My Embarassing Metro Subway Moment
You know how sometimes you just want to disappear when something extaordinarily embarassing happens? On the face of it, it was not a capital offense. But did the engineer have to single me out?
So, you’re approaching an elevator and the doors start closing. Folks have their different techniques but mine is the “elevator karate chop.” Just before the doors close you swing your arm up and down, sensors detect there’s some life form there and the doors open back up.
Karate chops do not work on the Metro subway system. I had rushed down the escalator to catch the train and I had almost made it and the doors started closing. I tried to dart in. The doors closed on a bag I was holding in front of me. Some very nice guy tried to rescue me and the bag. After a few seconds that seemed considerably longer, the subway doors finally unleashed their grip, reopened and I got in. Ok- lesson learned.

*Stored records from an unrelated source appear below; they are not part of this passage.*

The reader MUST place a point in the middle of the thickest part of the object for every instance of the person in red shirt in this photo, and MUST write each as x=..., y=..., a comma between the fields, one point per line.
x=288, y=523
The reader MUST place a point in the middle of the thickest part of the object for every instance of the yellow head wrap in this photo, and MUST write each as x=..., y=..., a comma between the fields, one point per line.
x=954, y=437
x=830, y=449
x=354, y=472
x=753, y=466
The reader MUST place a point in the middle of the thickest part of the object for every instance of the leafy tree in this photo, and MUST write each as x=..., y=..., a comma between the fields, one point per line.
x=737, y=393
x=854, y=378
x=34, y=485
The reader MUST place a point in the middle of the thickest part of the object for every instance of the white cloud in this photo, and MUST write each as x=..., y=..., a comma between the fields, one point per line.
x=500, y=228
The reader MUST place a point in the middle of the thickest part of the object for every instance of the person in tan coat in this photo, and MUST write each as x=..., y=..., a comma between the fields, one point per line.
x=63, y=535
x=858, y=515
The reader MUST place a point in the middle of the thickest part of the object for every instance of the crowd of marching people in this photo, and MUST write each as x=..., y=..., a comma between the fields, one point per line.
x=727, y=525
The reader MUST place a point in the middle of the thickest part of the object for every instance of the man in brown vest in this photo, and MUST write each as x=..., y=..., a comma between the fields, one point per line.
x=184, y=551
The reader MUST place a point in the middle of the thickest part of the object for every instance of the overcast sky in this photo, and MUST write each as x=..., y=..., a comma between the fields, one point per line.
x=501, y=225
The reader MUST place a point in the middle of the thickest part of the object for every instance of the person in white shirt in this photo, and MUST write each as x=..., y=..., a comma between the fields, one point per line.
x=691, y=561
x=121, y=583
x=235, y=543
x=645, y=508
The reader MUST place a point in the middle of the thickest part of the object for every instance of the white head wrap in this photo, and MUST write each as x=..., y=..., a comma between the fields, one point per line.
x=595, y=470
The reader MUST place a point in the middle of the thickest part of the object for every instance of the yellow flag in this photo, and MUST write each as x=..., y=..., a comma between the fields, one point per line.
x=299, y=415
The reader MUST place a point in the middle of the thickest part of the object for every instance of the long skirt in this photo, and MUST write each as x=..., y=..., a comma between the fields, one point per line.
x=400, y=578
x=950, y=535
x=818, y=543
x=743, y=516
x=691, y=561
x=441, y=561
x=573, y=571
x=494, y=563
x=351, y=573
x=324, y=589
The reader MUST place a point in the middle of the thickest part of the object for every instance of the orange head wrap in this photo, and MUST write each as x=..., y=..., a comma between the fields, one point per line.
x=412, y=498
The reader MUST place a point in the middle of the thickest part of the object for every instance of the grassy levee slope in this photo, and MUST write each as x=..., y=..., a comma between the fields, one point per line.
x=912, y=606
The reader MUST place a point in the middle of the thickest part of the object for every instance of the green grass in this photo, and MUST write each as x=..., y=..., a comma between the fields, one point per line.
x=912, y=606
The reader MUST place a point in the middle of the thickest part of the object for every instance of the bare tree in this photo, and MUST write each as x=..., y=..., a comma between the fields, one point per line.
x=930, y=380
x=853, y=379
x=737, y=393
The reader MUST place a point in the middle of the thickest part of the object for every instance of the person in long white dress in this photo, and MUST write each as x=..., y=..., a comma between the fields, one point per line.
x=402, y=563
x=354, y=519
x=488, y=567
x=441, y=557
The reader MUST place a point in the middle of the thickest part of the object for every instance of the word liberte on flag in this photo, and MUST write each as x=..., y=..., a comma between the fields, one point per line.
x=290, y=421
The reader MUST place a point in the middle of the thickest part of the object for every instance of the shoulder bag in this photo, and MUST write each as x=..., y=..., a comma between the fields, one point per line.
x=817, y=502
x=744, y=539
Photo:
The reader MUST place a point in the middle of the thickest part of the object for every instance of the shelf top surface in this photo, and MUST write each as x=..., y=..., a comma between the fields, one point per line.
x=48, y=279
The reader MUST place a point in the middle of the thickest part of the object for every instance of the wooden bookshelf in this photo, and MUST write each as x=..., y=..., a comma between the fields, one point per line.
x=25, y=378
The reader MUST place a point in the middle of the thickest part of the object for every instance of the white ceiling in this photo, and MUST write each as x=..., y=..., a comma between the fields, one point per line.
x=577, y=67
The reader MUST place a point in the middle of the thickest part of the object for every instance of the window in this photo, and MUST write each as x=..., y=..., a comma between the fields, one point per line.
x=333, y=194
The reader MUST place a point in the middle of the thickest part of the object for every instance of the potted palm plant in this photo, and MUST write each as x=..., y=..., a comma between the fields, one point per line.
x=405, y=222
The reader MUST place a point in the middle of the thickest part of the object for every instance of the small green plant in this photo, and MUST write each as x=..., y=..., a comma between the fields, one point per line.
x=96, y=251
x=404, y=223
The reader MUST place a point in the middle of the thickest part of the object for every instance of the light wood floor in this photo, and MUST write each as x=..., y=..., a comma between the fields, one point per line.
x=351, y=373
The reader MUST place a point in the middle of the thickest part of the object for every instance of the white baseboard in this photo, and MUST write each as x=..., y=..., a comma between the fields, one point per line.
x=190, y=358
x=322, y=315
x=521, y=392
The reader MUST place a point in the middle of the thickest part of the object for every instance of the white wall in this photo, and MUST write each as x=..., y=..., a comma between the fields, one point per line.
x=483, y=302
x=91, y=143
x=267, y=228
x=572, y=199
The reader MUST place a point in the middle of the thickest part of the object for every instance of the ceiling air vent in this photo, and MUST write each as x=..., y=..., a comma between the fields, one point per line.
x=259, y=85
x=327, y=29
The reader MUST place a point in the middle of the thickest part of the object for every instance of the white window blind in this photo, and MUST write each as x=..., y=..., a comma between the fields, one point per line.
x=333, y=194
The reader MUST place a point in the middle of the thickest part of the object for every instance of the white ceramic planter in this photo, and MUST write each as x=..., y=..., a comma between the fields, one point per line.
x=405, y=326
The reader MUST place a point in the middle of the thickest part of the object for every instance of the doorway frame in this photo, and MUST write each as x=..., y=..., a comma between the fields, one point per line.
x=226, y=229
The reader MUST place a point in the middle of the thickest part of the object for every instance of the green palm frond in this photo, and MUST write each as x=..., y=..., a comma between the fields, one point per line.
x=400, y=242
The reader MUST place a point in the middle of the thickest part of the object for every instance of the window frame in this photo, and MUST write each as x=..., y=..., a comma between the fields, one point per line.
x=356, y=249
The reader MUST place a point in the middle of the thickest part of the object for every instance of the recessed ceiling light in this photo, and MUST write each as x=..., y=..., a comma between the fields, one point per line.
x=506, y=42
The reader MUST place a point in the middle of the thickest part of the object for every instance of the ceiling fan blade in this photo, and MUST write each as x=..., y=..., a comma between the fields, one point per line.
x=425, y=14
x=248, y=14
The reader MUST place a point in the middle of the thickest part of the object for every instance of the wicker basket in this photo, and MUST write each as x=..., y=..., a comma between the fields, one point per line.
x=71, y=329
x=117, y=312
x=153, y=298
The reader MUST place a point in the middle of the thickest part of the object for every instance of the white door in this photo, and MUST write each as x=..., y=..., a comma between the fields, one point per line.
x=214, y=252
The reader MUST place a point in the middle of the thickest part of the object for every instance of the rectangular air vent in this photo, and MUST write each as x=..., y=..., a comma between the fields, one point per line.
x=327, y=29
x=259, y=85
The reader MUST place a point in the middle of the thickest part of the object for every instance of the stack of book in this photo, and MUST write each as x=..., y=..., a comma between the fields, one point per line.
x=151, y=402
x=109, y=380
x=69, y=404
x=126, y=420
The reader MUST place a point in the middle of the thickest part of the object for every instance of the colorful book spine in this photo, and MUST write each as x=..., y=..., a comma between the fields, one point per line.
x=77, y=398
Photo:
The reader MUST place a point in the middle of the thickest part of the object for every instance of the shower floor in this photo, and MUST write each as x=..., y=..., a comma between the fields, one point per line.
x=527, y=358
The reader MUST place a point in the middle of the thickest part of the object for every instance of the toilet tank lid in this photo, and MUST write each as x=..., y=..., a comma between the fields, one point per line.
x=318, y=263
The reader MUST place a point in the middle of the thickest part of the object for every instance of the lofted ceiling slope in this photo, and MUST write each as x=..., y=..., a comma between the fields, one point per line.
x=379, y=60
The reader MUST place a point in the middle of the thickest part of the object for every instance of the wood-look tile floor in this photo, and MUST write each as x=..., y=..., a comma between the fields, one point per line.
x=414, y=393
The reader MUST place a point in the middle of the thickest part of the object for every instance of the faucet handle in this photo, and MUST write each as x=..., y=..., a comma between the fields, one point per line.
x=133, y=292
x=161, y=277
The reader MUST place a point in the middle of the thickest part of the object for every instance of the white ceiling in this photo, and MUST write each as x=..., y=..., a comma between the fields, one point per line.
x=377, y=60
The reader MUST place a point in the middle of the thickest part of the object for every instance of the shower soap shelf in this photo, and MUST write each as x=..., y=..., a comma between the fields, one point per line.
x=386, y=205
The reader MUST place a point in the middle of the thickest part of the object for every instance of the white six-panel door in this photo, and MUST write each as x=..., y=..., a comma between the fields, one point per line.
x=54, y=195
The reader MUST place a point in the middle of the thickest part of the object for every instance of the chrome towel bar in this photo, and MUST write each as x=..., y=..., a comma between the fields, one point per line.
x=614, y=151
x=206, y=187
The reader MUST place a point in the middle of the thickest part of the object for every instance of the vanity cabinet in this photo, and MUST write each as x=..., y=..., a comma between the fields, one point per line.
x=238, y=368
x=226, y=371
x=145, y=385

But , no. The subway driver gets on the intercom and says something to this effect—for the whole train to hear. “Yo. The guy in the green baseball cap, the blue jacket and blue jeans with the brown sneakers. Metro doors do not work like elevator doors. There was another train coming in 4 minutes. You didn’t have to do that.” He might have said some other stuff, but by then, I’m going….wait a second…I meet this description. Holy Moly…he’s talking about me.
People in the car are looking. I turned to an elderly African-American woman on the train and smiled my best charming smile. “Guess, I’m in trouble, huh?” She flashed a quick grin then promptly returned to the usual stone-faced “Metro-look” most people have on the subway.
Besides potentially losing an arm and a gift bag, I am afraid I may have also committed a subway etiquette faux pax. Doing that sort of thing delays the train and makes the passengers quite unhappy. As well as the driver. Appropriately chastened, I hereby publicly pledge that I will wait until the next train in the future. And when somebody does what I did, I will give them a vaguely dirty glance before returning to my stoney “Metro-look.”
Does this officialy make me a Washingtonian again?